Honoring the divine wholeness of our flesh is never an easy or perfect process, though it’s easy to paint an overly rosy picture of what this looks like in real life. Think of how easy it is to idolize and sanitize the manger scene – when, in reality, it was probably crowded, smelly, and full of the awkward realness of bodies colliding in close quarters. A terrified mother, going into labor with her first child in a strange city, without secure lodgings, with no extended family to support her. And then, just hours after giving birth, offering hospitality to a strange parade of shepherds, sheep, and exotic kings – in a stable that wasn’t hers, when probably all she wanted to do was sleep. Purity laws around women’s postpartum bodies are shattered; bodies of wildly different backgrounds and classes stand shoulder to shoulder with blatant disregard for social norms. There is nothing neat, tidy, or particularly respectable about the birth of Jesus, but there is a wild wholeness and an astonishing holiness. In Bethlehem, the whole, messy reality of human flesh is on full display, no holds barred – and God makes a home right there in the middle of it.

The Word was made flesh and dwelt among us. What would it look like for us to celebrate that truth in our own flesh? To imagine that Christ came, not just to save our souls at a far off judgement day, but to communicate God’s radical, unconditional love to our bodies in this life, right now? What would our healthcare system look like if we really believed that every human body was worthy of healing and care? What would our immigration system look like if we believed that no human body can be labeled as illegal, deportable, or expendable? What would our lives look like if we treated all human flesh with the same respect and dignity that we treat the bread and wine of the Eucharist?

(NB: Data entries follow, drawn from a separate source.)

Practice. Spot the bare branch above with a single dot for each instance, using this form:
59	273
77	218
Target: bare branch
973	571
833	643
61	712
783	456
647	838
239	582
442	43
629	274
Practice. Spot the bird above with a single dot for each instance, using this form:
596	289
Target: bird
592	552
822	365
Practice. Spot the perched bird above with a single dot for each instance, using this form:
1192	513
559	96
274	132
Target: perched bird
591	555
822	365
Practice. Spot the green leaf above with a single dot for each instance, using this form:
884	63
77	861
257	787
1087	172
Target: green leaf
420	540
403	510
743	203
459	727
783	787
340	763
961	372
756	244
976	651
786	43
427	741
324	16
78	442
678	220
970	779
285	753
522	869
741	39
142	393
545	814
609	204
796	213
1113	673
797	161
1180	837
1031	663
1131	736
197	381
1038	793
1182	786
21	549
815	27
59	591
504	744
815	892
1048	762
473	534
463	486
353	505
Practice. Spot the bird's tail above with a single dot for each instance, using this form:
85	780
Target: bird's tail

Because the thing is, the Word wasn’t just made flesh once, 2000 years ago in a manger in Bethlehem. The Word is constantly being made flesh, every moment of every day. In our bodies. At this altar. And in this body that is us, this community, the Body of Christ. So as we celebrate this season of Christmas and as we cross the threshold into this Year of the Body, may we remember that the radical invitation of the Incarnation is always open to us: to allow God’s grace and truth to meet us in our own flesh. To recognize the wholeness and holiness of our bodies. The Word is made flesh and dwells among us. What if we really allowed ourselves to believe it?